Judicial review is not in fact mentioned in the US Constitution, nor was it discussed at the Constitutional Convention in 1787. It has, however, been suggested that the practice can be traced back to the colonial period when the Privy Council in London acted as a final court of appeal and assumed the right to strike down colonial legislation that did not conform to the English Constitution. The federal judiciary's right to exercise judicial review was boldly asserted by Alexander
Hamilton
in
Federalist Paper
no. 78 when he said ‘The interpretation of the laws is the proper and peculiar province of the courts. A constitution is, in fact, and must be regarded by the judges as, a fundamental law. It therefore belongs to them to ascertain its meaning as well as the meaning of any particular act proceeding from the legislative body.’
The principle of judicial review was further elaborated and justified in one of the most famous Supreme Court decisions,
Marbury v. Madison
(1803) when part of the Federal Judiciary Act of 1789 was declared unconstitutional. Chief Justice John Marshall , on behalf of the Court, noted that: ‘the Constitution organizes the government, and assigns to different departments their respective powers … The powers of the legislature are defined and limited; and that those limits may not be mistaken, or forgotten the constitution is written. To what purpose are powers limited, and to what purpose is that limitation committed to writing, if these limits may, at any time, be passed by those intended to be restrained? … It is a proposition too plain to be contested, that the constitution controls any legislative act repugnant to it; … It is emphatically the province and duty of the judicial department to say what the law is.’

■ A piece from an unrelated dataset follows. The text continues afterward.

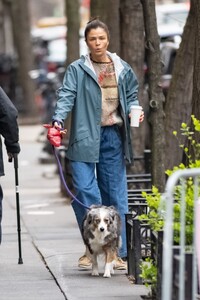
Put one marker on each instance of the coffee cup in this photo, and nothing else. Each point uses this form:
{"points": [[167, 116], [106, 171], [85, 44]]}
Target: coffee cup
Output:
{"points": [[135, 115]]}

Theoretically, this makes a lot of sense. Those who set up the American political system were trying to construct a government of divided, limited powers and the whole purpose of having a written constitution was to ensure that those divisions and limitations were properly respected. The supremacy of the Constitution over legislative acts in such a system cannot be denied and there is plausibility to the argument that the federal courts must adjudicate when disputes arise as to the constitutionality of legislation. In practice, however, such arrangements pose important problems. Those appointed to the courts are often selected for political reasons, and many have not been slow to import their personal, political preferences into their judicial decision-making. This would matter less if the Constitution was not such a brief, ambiguous document subject to many interpretations and profound disagreement.
It is also a cause for concern among some observers that judicial review allows unelected judges, appointed for life, to become the ultimate arbiters of public policy-making, able to defy even the wishes of the majority, and thereby violating basic principles of liberal democracy. In response to such complaints it can be argued that the federal courts are not immune to the will of the people. The appointment process, for instance, allows elected officials to exercise influence on the judiciary—the President appoints federal judges subject to the advice and consent of the Senate.
Furthermore, as Hamilton observed in
Federalist Paper
no. 78, checks and balances incorporated in the Constitution ensure that the courts constitute the ‘least dangerous’ branch of the government. Thus the scope of the appellate jurisdiction of the Supreme Court is subject to the will of Congress and, while the latter possesses the power of the purse and the executive the power of the sword, the Court has no means of enforcing its decisions. It is also the case that the Supreme Court has shown itself capable of reversing earlier decisions that no longer meet with popular support. It is also possible to impeach judges, or to overturn their decisions by the process of constitutional amendment.